Третьяков уезжал в Кострому на фабрику, а Маркыч “теснил” и вешал, как умел или, вернее, как позволяли стены и щиты. Если не хватало ни тех ни других, сооружались новые щиты, пока они не заполнили все залы, создав непроходимые заторы, среди которых публика лавировала, то и дело задевая за картины. И все это считалось делом рук Третьякова, не подлежавшим поэтому изменению. Худшей хулы на Павла Михайловича нельзя было придумать. Хорош же должен был быть его вкус и примитивен его музейный такт, если бы можно было хотя бы на минуту допустить, что действительно он был автором этой нелепой развески — вразброд, с размещением картин одного и того же художника по шести залам, в различных концах Галереи, с повеской внизу, на уровне глаза, слабых вещей и загоном под потолок шедевров. Это — нелепейшая клевета... Смерть застала его в момент наибольшей загрузки стен и щитов картинами. Однако то была развеска не Павла Михайловича, а Андрея Марковича, который мог гордиться восторгами, расточавшимися сикофантами его гениальной экспозиционной изобретательности »785.
На первый взгляд ядовитые слова Грабаря звучат убедительно. Однако... свидетельство Игоря Эммануиловича нуждается в весьма существенных поправках.
Из слов Грабаря вытекает, будто к моменту его прихода галерея находилась едва ли не на грани развала и это произошло благодаря «... тому смехотворному фетишизму памяти незабвенного основателя Галереи, который я застал в 1913 году»786. На этом мрачноватом фоне сам Грабарь предстает человеком, спасшим галерею от неизбежной гибели. Однако... нарисованная Грабарем картина входит в противоречие со свидетельствами Стасова, Репина, Мудрогеля и многих других деятелей, бывавших в галерее при жизни Третьякова.
Уже говорилось, что развеской картин руководил сам хозяин галереи и экспозиция не являлась произволом его служителей. По утрам, прежде чем отправиться в контору, Павел Михайлович «... час посвящал галерее: осмотрит все картины, сделает распоряжения о перевеске, о размещении новых картин, поговорит, посоветуется, осмотрит рамы для новых картин»787.
Уже было показано, сколь тщательно Третьяков продумывал будущую развеску полотен и как положительно оценивались результаты этой развески. Не всегда сразу удавалось достичь должного эффекта, не всегда хватало площадей для размещения масштабных полотен — таких, какие писал В.И. Суриков, однако Третьяков заботился о возможно лучшем размещении шедевров своей коллекции.

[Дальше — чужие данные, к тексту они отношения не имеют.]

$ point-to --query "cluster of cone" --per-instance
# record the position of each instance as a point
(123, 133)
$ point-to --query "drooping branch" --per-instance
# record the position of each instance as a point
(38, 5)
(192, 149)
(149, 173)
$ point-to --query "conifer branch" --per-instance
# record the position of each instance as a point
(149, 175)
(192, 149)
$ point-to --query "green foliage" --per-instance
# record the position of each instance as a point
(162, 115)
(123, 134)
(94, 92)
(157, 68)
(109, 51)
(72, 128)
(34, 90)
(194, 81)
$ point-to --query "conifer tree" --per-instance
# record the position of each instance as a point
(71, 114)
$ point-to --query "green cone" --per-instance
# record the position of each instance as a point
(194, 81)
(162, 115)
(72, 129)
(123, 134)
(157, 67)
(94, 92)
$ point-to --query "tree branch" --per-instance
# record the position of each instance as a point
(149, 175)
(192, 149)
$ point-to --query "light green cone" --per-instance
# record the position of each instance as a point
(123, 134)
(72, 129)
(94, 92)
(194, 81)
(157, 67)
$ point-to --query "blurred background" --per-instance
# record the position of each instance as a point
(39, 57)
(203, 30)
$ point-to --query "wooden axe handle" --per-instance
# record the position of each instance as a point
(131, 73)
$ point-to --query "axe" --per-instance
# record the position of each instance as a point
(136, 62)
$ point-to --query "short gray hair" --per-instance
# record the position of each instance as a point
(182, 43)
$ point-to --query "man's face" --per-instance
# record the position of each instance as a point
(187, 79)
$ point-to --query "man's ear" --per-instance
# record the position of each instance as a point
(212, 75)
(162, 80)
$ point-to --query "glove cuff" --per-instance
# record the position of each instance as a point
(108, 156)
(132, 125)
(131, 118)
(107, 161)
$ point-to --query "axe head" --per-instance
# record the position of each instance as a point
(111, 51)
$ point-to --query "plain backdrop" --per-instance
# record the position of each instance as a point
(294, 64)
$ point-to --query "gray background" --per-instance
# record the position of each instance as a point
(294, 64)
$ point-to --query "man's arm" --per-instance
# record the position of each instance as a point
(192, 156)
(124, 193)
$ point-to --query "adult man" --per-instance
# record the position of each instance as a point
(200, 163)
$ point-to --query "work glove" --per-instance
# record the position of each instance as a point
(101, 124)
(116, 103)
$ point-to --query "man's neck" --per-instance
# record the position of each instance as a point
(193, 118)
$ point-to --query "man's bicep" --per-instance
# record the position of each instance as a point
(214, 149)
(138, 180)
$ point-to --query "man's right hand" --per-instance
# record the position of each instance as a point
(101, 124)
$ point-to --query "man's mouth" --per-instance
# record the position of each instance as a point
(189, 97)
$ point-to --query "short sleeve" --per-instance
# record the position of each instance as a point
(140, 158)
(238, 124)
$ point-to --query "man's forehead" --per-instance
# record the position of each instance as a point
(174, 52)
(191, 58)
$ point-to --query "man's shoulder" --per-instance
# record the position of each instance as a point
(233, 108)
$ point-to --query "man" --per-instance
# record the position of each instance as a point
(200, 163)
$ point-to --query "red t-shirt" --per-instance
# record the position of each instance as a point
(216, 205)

Тот же Суриков, в деле реэкспозиции примкнувший к Грабарю, писал о Третьякове: «... при жизни он не считал дела законченным. При этом он всегда шел навстречу желаниям художников. Мне случилось как-то говорить с ним о том, что картину мою “Боярыня Морозова” ниоткуда не видно хорошо. Тогда он сказал: “Нужно об этом подумать”». Однако... Третьяков не успел переместить картину. С подачи Грабаря «... расширили дверь комнаты, где помещена картина, и мне администрация галереи показала ее с такого расстояния и в таком свете, о которых я мечтал целых двадцать пять лет»788. Но далеко не все художники творили столь же масштабно, как Василий Иванович. Их картины развесить было проще.
И наконец, фотографии третьяковского собрания, сделанные в 1898 году... не показывают той «бездны щитов», о которой говорит Грабарь. По необходимости некоторые картины устанавливались на мольбертах, однако это было скорее исключением, нежели правилом.
Получается, слова Игоря Эммануиловича, мягко говоря, не соответствуют действительности. И.Е. Репин писал: «... главное преступление устроителей-корректоров после П.М. Третьякова, что они отнеслись с полным презрением к завещанию самого П.М. Третьякова... Грабарь был полон тенденции “Мира искусства”, а “Мир искусства”, как победитель, везде желал перемен и переустройства»789.